Had Valerie not met Rallywood, she might never have known as much about herself as she discovered during her visit to Sagan; as matters stood, however, the weak point in M. Selpdorf's theory was already under strain. The Chancellor usually breakfasted alone with his daughter. She was at once spirited and adaptable--adaptable enough to fall in with a man's moods, and spirited enough to hold independent opinions, an ideal combination in a comrade. Servants were rigorously excluded from the room during the meal, that father and daughter might talk freely together.

'I have hardly seen you since you came back, Valerie. I have missed you,' Selpdorf said as he turned away from the table and lit a cigarette. 'I am hurried to-day, yet I must speak to you on a subject that cannot be put off. One incident of your stay at the Castle has been constantly in my mind.'

'Yes, father.'

The unconcern of her voice struck Selpdorf. Things were either about to go unexpectedly well or else very badly.



'Baron von Elmur tells me you yielded to my advice and his wishes. In fact, you consented to an engagement.'

'Oh, yes, for the time being.'

'My dear girl,' he returned gravely, 'it has been publicly announced. It was announced the same evening, I understand.'

Valerie looked at him with a vague alarm in her eyes.

'Only by an unlucky accident,' she replied. 'It was never intended to be announced. Baron von Elmur a.s.sured me of that.'

'I am sure von Elmur's intentions were most generous, but the fact remains that it was made public. Valerie, you must be aware of his feelings towards you?'

Valerie came round the table and sat down beside her father, slipping her hand caressingly through his arm.

Selpdorf smiled down at her.

'Valerie, I must ask you to consider not only your own share in this question, but von Elmur's. It compromises Elmur no less than it compromises you.'

'I cannot carry out the engagement,' said the girl quietly.

M. Selpdorf threw a great deal of surprise and disappointment into his countenance.

'I did not know you were so greatly prejudiced against him.
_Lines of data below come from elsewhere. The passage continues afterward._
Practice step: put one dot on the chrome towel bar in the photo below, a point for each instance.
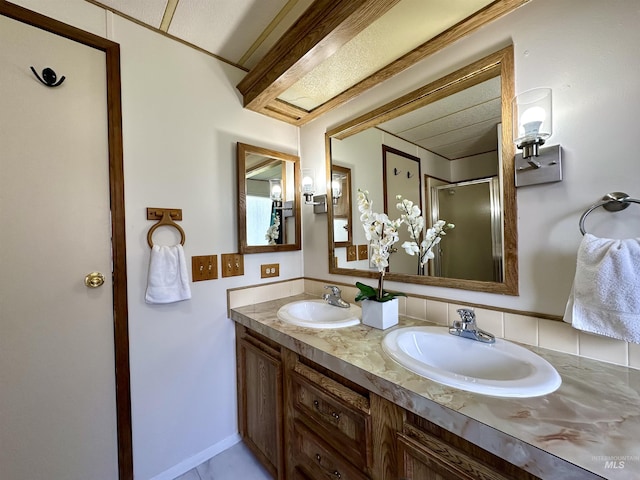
(613, 202)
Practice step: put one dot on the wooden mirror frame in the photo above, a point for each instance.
(499, 63)
(241, 152)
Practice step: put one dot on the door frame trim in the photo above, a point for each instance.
(116, 189)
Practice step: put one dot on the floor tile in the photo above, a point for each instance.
(234, 463)
(190, 475)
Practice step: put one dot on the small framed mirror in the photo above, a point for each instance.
(268, 200)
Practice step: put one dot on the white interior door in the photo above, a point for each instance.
(57, 380)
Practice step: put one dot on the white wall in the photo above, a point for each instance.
(182, 117)
(586, 51)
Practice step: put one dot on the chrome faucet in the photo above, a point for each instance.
(466, 327)
(334, 297)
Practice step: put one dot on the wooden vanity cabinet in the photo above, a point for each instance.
(260, 398)
(428, 452)
(305, 422)
(328, 424)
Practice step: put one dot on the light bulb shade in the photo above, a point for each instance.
(275, 189)
(532, 117)
(308, 183)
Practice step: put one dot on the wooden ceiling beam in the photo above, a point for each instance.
(318, 33)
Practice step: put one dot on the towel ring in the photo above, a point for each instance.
(613, 202)
(165, 220)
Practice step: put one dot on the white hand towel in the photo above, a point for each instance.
(168, 280)
(605, 298)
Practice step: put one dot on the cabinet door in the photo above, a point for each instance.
(435, 461)
(260, 403)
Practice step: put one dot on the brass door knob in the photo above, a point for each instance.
(94, 280)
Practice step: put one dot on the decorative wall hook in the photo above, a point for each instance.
(49, 77)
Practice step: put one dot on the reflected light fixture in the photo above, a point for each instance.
(308, 187)
(275, 194)
(275, 189)
(336, 187)
(532, 126)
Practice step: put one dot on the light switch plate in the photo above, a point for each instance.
(204, 267)
(232, 264)
(270, 270)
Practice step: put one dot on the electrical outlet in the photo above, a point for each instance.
(204, 267)
(232, 264)
(270, 270)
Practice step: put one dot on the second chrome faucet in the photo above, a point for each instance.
(334, 298)
(466, 327)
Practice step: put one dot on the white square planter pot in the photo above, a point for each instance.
(380, 315)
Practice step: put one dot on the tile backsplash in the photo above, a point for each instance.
(526, 329)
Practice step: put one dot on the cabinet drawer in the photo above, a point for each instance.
(318, 459)
(336, 421)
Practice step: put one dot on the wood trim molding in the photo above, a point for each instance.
(312, 40)
(323, 28)
(116, 186)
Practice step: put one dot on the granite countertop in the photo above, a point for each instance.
(589, 428)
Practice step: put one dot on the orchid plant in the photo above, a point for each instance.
(412, 216)
(382, 234)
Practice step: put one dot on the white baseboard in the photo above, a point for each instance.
(192, 462)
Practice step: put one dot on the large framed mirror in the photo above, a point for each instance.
(447, 146)
(268, 200)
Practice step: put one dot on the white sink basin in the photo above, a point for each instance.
(319, 314)
(501, 369)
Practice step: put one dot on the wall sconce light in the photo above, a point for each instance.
(308, 187)
(532, 126)
(336, 187)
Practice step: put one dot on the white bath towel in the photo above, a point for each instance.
(605, 298)
(168, 280)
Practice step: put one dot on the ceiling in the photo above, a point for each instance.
(305, 57)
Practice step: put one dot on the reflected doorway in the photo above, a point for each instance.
(471, 250)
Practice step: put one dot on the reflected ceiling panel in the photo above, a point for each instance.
(458, 126)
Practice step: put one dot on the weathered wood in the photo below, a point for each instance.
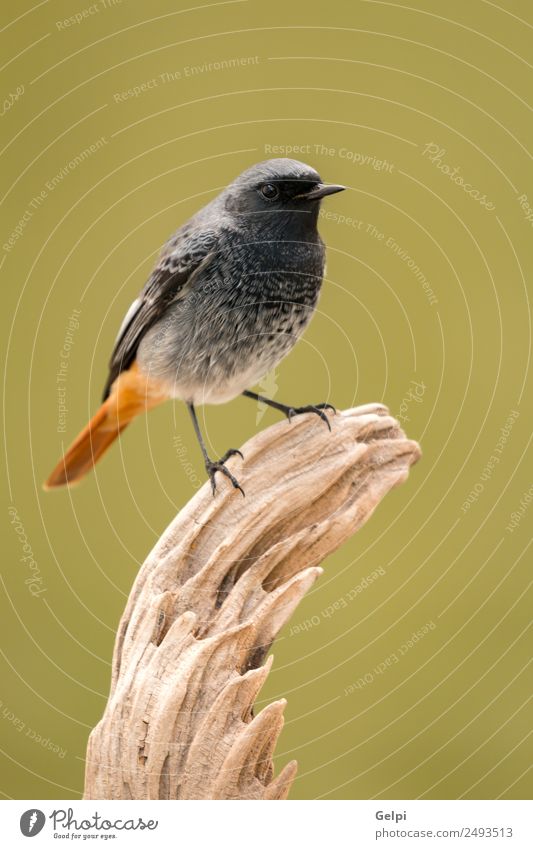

But, Valerie, we are honourable people, you and I, and we cannot allow Baron von Elmur to suffer because we unluckily misunderstood one another.'

Valerie grew very still, her fingers pressed upon her father's arm.

'Nothing succeeds like success, and up to the present time von Elmur has succeeded,' he went on. 'But a failure in a love affair places a man in an absurd position, and to be laughed at means loss of prestige.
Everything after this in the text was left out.